Il calcolo aggregato per un giocatore “medio” — 200 euro al mese di ricarica, 4 prelievi al mese, una Postepay Evolution come strumento principale, ricariche organizzate via bonifico bancario o P2P sotto soglia — porta a un costo annuo totale tra i 12 e i 30 euro: praticamente solo il canone della carta più qualche euro residuo. Per un giocatore “intensivo” con ricariche frequenti via tabaccheria e tanti micro-prelievi su bookmaker che applicano commissioni, il totale può salire a 100-150 euro l’anno. È una forchetta ampia che spiega perché vale la pena ottimizzare.
Come evitare le commissioni evitabili: tre regole pratiche
L’esperienza di nove anni nel settore mi ha portato a tre regole semplici che fanno scendere il costo annuo a un livello veramente minimo, senza rinunciare a nulla operativamente.

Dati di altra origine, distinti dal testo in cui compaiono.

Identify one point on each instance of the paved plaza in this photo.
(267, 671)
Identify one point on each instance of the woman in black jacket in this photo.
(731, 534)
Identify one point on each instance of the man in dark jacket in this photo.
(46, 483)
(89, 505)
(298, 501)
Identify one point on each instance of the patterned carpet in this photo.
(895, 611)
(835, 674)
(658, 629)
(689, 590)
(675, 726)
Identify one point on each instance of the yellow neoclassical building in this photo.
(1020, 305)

Regola uno: ricarica via bonifico SEPA, non via tabaccheria. Se hai un conto corrente con bonifici gratuiti, l’invio dal tuo conto all’IBAN della Postepay Evolution o Digital è a costo zero, arriva in giornata (istantaneo nelle ore lavorative), e ti permette di ricaricare importi grandi in una singola operazione. Niente file alla cassa, niente commissione fissa, niente limiti P2P da rispettare. Per chi gioca con regolarità è la base.
Regola due: scegli bookmaker che hanno il prelievo gratuito o con prima operazione del mese gratuita. Sono la maggioranza, ma non tutti. Quando ti iscrivi a un nuovo conto gioco, il primo controllo da fare è la sezione “metodi di pagamento” del sito: trovi le commissioni di prelievo dichiarate. Se vedi una commissione fissa di 2 euro su qualsiasi prelievo, e fai 3 prelievi al mese, sono 72 euro l’anno solo lì — vale la pena valutare alternative.
Regola tre: tieni il numero di prelievi sotto controllo. Anche su bookmaker con prelievo gratuito, fare 20 prelievi al mese di importo piccolo è una pratica che non ha senso operativo: ogni prelievo attiva controlli, può rallentare il successivo, può triggerare antifrode più severi. Meglio uno o due prelievi più consistenti al mese che venti micro-prelievi. È meno efficiente per la banca e per te, e i bookmaker lo notano.
Le commissioni sono solo una parte della relazione tra Postepay e bookmaker, e non sono mai il fattore decisivo della scelta del metodo di pagamento. Quello che conta davvero, alla fine, è la combinazione di velocità, sicurezza e flessibilità che il giocatore moderno cerca. Sotto questo profilo Postepay rimane competitiva, anche perché il volume di transazioni che gestisce — 3,4 miliardi nel 2025, in crescita del 12,2%, con 795 milioni di transazioni e-commerce in aumento dell’11,6% — le permette di sostenere costi unitari contenuti rispetto a concorrenti più piccoli.
Sui prelievi, la differenza la fa anche la velocità con cui ogni bookmaker accredita le vincite sulla Postepay. I tempi di prelievo Postepay sui principali operatori italiani sono uno dei criteri concreti che separano un’esperienza scorrevole da una piena di attese.